Monday, Jan. 12, 1987
South Africa
By William R. Doerner
No institution in South Africa's black townships has been more severely disrupted in recent years than the school system. Many blacks began keeping their children out of the segregated, state-run classrooms when the current troubles began in September 1984. The state of emergency declared last June only fueled the boycott. Of the 1.7 million school-age black children in urban areas, some 250,000 dropped out last year alone. Classes that continued to meet were often chaotic, and some black militants began offering alternative instruction, called "people's education," which provided little more than revolutionary rhetoric.
Last week State President P.W. Botha took strong action to shore up the country's quickly deteriorating network of black schools. He announced a new set of regulations designed to restore order to the schoolhouse -- and to crush rampant dissent within it. The emergency decree empowers the director general of the Department of Education and Training to set rules governing almost everything touching school life, including whether students can wear T shirts emblazoned with political slogans.
Under the guidelines, Pretoria will be able to regulate the movements of students to prevent fraternization with militants, and to close the schools to nonstudent groups. With new authority to disallow politically objectionable classroom materials, the department is certain to shut down, by police action if necessary, "people's education" classes, which had apparently helped provoke Botha's decree.
The success of the plan may depend on another factor: whether the government will reopen at least 50 black schools (out of a total of more than 7,000) that it has closed as a result of the black boycott or racial turmoil. In recent weeks a black-led movement has grown up favoring an end to the long "stayaway." Reason: many parents fear the boycott is permanently ^ crippling any hope for their children to receive a decent education. Among the groups urging a return to classroom normality: the United Democratic Front, the country's largest antiapartheid organization. A U.D.F. spokesman declared last week that ending the boycott would "help the struggle for a democratic education system in the long term."
Some black educators, like Thomas Khambule, a former Soweto high school principal, believe the new education decree will only lead to more confrontation, boycott or no. "The Department of Education has declared a state of war," he said. "Our children are being sentenced to eternal ignorance." The department was noncommittal on the prospects of reopening the schools this week for the new term. That, said a spokesman, "depends on the reaction of parents and the community."

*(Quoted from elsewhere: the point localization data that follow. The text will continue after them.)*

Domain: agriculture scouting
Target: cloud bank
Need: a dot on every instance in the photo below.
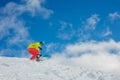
(103, 56)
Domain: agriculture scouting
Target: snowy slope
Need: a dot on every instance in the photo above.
(24, 69)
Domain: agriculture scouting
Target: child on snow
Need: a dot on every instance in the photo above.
(34, 50)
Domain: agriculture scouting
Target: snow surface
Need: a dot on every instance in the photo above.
(24, 69)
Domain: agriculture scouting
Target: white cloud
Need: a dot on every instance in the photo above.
(114, 16)
(92, 22)
(13, 30)
(103, 56)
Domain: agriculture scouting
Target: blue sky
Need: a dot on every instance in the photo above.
(56, 22)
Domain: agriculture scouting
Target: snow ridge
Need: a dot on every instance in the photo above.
(24, 69)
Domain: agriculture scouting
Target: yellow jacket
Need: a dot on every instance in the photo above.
(35, 45)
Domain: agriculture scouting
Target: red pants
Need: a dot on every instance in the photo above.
(33, 52)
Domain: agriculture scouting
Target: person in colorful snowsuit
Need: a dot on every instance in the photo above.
(34, 49)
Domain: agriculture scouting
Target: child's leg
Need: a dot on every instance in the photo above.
(33, 57)
(33, 53)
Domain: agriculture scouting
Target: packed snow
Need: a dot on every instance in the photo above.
(51, 69)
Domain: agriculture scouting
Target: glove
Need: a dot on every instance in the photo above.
(40, 55)
(40, 48)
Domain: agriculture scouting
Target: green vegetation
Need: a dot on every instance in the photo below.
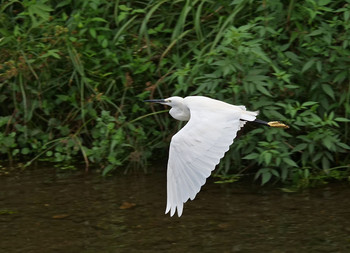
(73, 75)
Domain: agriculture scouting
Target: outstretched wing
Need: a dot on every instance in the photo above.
(196, 149)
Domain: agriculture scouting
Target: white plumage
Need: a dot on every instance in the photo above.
(198, 147)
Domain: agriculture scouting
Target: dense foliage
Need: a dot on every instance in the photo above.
(74, 74)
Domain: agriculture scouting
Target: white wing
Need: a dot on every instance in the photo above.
(198, 147)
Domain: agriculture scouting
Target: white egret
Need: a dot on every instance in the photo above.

Only days after the new school regulations were announced, Botha declared that he will set a date later this year for a general election for the country's 2.3 million white voters. Political analysts saw the move as an attempt by Botha to win a new mandate for the ruling National Party in the face of the mounting black revolt and international isolation. In the eyes of Botha's right-wing constituents especially, get-tough measures like the school regulations are precisely what is needed to bring South Africa's racial unrest under control.